2.5. Western blot analysis

Tissue samples collected were homogenized in ice-cold tissue lysate buffer and proteins were extracted according to the manufacturer’s instructions (Beyotime, Haimen, China). The total protein concentration of the supernatant was determined using the BCA protein assay kit (Pierce Chemical Co., Rockford, IL). One hundred micrograms of proteins were loaded on SDS-PAGE (Bio-Rad, Laboratories, Inc., California) and transferred onto a nitrocellulose membrane (Bio-Rad, Laboratories, Inc., California). The membrane was blocked at 37C for 2 h with 5% nonfat dry milk in TBS-T (Tris-buffered saline containing 0.1% Tween-20). AMHRII and INSR were detected using primary polyclonal rabbit anti-AMHRII (Abcam, Cambridge, UK) followed by secondary HRP-conjugated goat anti-rabbit IgG (Abcam, Cambridge, UK) and primary monoclonal mouse anti-INSR (NeoMarkers, California, USA) followed by secondary HRP-labeled anti-mouse IgG (Jackson ImmunoResearch Laboratories, Bar Harbor, ME), respectively. The bands were visualized using the ECL Plus detection reagent (Amersham Pharmacia Biotech, Piscataway, NJ), and then Band densities were quantified with the image analysis software (Bio-Rad, Laboratories, Inc., California).

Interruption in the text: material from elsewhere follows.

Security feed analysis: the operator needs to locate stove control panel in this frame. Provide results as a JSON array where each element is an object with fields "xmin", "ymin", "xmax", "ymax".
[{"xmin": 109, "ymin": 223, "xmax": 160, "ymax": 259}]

2.6. Immunohistochemistry of AMHRII and INSR

The specimens of ovary and endometrium from seventy five PCOS patients and twenty control women were collected and then cut into 4 μm-thick sections. The sections were deparaffinized in xylene and rehydrated, and repaired in citric acid antigen repair solution. After blocking for 30 min with 10% normal goat serum, the sections were incubated overnight with following antibodies: rabbit anti-mouse AMHRII (US abcam) and rabbit anti-INSR (Santa Cruz Biotechnology, Inc., Santa Cruz, CA). Then the sections were incubated with a biotinylated goat anti-rabbit secondary antibody (DAKO, Glostrup, Denmark) for 30 min, and stained with diaminobenzidine (DAB) and counterstained with hematoxylin. The semiquantitative analysis of the optical density of immunohistochemistry photos was used to analyze the position and distribution of AMHRII and INSR receptors in ovary and endometrium.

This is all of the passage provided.